Mendorong Implementasi Aset Kekayaan Intelektual Jadi Agunan Kredit
Terbaru

Mendorong Implementasi Aset Kekayaan Intelektual Jadi Agunan Kredit

Agunan perlu dipertimbangkan. Sebab agunan yang diterima merupakan keputusan masing-masing bank berdasarkan penilaian terhadap calon debitur.

Oleh:
Mochamad Januar Rizki
Bacaan 3 Menit
 Kepala Eksekutif Pengawas Perbankan OJK Dian Ediana Rae. Foto: Januar
Kepala Eksekutif Pengawas Perbankan OJK Dian Ediana Rae. Foto: Januar

Otoritas Jasa Keuangan (OJK) mendukung penuh implementasi amanat Peraturan Pemerintah (PP) Nomor 24 Tahun 2022 tentang Peraturan Pelaksanaan UU No.24 Tahun 2019 tentang Ekonomi Kreatif (Ekraf) mengenai penggunaan Kekayaan Intelektual (KI) sebagai agunan dalam penyaluran kredit. Karenanya, OJK bakal siap bersinergi bersama lembaga terkait, pelaku ekraf dan industri perbankan.
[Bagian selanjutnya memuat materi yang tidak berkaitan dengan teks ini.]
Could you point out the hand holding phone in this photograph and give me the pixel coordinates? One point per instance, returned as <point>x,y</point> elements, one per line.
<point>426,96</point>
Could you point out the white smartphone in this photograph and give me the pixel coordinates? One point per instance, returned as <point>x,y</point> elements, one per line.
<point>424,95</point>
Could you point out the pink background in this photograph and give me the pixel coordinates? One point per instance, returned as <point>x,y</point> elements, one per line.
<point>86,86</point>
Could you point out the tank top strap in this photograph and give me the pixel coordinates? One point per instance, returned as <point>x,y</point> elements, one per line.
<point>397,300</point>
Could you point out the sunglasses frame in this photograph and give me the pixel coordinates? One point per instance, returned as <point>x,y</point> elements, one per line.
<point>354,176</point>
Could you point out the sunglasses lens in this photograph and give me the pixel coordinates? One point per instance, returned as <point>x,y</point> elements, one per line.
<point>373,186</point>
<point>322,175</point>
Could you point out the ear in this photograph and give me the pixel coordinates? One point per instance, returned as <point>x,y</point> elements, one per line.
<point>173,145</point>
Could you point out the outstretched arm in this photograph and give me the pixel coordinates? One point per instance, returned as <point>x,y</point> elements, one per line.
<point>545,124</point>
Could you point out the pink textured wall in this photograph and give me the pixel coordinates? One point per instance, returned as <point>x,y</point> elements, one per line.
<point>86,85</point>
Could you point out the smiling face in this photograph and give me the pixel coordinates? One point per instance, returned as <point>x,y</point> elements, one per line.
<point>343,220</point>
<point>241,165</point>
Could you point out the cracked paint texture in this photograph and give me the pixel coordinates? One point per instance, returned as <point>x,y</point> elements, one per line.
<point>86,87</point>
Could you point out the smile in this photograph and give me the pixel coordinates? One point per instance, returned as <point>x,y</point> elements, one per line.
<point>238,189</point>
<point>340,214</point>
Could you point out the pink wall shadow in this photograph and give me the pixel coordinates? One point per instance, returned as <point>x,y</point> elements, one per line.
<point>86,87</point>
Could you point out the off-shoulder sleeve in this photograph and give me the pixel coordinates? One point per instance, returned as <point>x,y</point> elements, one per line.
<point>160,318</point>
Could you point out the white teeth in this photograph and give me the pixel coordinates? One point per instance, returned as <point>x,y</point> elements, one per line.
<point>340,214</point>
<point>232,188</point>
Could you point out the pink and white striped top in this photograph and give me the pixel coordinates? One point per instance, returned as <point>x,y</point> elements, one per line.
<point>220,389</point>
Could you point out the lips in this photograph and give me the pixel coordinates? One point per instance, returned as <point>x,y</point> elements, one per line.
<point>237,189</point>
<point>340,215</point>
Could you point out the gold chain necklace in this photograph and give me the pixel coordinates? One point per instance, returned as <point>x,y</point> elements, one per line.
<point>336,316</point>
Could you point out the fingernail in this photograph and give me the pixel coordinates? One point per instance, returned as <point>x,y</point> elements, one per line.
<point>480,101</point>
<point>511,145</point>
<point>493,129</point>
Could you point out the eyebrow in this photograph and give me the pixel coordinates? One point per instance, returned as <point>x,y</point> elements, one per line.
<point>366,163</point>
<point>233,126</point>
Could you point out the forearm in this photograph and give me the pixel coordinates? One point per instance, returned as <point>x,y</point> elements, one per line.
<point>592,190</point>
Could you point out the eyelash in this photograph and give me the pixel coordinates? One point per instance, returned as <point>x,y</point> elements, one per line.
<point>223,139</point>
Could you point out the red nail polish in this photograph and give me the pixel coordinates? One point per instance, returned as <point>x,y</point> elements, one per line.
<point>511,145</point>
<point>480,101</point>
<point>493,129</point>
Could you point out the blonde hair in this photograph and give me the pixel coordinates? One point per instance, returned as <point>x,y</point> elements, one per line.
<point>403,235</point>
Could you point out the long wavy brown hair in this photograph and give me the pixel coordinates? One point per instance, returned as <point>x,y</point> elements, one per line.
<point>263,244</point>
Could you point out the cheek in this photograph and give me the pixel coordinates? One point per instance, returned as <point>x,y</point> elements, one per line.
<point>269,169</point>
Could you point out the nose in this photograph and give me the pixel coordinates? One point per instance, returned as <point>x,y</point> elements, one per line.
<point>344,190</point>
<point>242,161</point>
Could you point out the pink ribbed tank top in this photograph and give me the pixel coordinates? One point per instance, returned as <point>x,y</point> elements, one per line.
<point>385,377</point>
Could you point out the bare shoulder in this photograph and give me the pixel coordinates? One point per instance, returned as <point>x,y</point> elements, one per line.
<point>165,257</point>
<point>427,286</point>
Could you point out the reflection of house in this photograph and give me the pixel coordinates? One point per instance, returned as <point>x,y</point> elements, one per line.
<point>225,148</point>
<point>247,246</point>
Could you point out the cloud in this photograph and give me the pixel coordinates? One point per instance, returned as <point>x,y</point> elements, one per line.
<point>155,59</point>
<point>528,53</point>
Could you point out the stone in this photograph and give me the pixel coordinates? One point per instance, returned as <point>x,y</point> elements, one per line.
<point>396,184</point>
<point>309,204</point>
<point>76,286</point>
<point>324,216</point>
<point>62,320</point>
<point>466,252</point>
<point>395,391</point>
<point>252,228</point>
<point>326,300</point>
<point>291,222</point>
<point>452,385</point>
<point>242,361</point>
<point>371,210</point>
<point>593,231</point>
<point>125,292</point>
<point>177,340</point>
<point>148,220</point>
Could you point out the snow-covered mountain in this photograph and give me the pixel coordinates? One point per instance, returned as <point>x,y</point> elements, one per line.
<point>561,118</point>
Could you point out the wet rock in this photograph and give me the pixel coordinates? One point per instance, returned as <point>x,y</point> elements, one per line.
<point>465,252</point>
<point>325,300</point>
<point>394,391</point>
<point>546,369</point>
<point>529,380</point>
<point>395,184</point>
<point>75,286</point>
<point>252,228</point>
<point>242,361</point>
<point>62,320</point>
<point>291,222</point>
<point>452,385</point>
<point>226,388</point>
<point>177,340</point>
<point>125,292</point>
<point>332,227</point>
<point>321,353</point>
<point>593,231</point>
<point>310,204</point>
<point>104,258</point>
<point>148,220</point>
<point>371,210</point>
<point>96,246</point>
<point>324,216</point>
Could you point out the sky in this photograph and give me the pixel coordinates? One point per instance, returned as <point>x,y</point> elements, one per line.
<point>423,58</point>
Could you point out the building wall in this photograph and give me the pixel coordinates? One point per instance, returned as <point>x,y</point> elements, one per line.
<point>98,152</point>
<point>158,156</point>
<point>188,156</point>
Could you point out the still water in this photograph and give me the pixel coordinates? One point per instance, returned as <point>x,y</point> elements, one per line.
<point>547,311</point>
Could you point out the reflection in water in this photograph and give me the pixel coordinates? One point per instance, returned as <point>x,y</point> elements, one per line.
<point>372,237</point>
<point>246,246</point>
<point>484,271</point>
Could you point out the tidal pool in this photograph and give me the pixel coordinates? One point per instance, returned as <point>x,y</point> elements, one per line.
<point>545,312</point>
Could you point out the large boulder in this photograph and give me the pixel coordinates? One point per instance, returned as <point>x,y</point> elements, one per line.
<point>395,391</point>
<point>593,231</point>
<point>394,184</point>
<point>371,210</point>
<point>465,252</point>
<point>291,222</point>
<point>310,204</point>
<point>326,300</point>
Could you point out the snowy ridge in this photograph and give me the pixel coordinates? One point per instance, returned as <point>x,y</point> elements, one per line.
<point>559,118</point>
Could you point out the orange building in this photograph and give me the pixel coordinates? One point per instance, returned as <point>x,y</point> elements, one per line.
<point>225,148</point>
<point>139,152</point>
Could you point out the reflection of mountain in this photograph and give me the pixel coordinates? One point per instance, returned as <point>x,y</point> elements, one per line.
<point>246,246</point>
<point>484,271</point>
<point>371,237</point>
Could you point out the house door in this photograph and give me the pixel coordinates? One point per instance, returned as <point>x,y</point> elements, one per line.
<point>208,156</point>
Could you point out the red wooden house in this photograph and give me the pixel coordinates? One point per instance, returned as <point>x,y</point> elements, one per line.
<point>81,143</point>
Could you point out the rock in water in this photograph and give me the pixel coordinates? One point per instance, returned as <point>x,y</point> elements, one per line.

Kepala Eksekutif Pengawas Perbankan Dian Ediana Rae, menjelaskan di Indonesia sektor ekraf diharapkan mampu menjadi kekuatan baru ekonomi nasional berkelanjutan yang menekankan pada penambahan nilai barang lewat daya pikir serta kreativitas manusia. Saat ini ekraf menjadi salah satu katalisator bagi pertumbuhan ekonomi Indonesia yang dicerminkan melalui kontribusi terhadap Produk Domestik Bruto (PDB) dan ekspor nasional.

“Dalam mendukung implementasi KI sebagai agunan kredit, OJK juga telah mengirimkan surat No. S-12/D.03/2022 pada 2 September 2022 kepada seluruh bank umum konvensional. Surat dimaksud merupakan penegasan serta dukungan OJK dalam praktik penggunaan KI sebagai agunan kredit oleh perbankan,” ujarnya dalam Focus Group Discussion (FGD) bertema Implementasi Kekayaan Intelektual sebagai Agunan Kredit Dalam Rangka Mendukung PP Ekraf yang digelar OJK, di Jakarta, Selasa (4/4/2023).

Baca juga:

Dian menerangkan, dalam praktik pemberian kredit, perbankan perlu memperhatikan beberapa faktor yang dinilai untuk meyakini itikad dan kemampuan calon debitur, salah satunya agunan. Menurutnya agunan perlu dipertimbangkan. Sebab agunan yang diterima merupakan keputusan masing-masing bank berdasarkan penilaian terhadap calon debitur.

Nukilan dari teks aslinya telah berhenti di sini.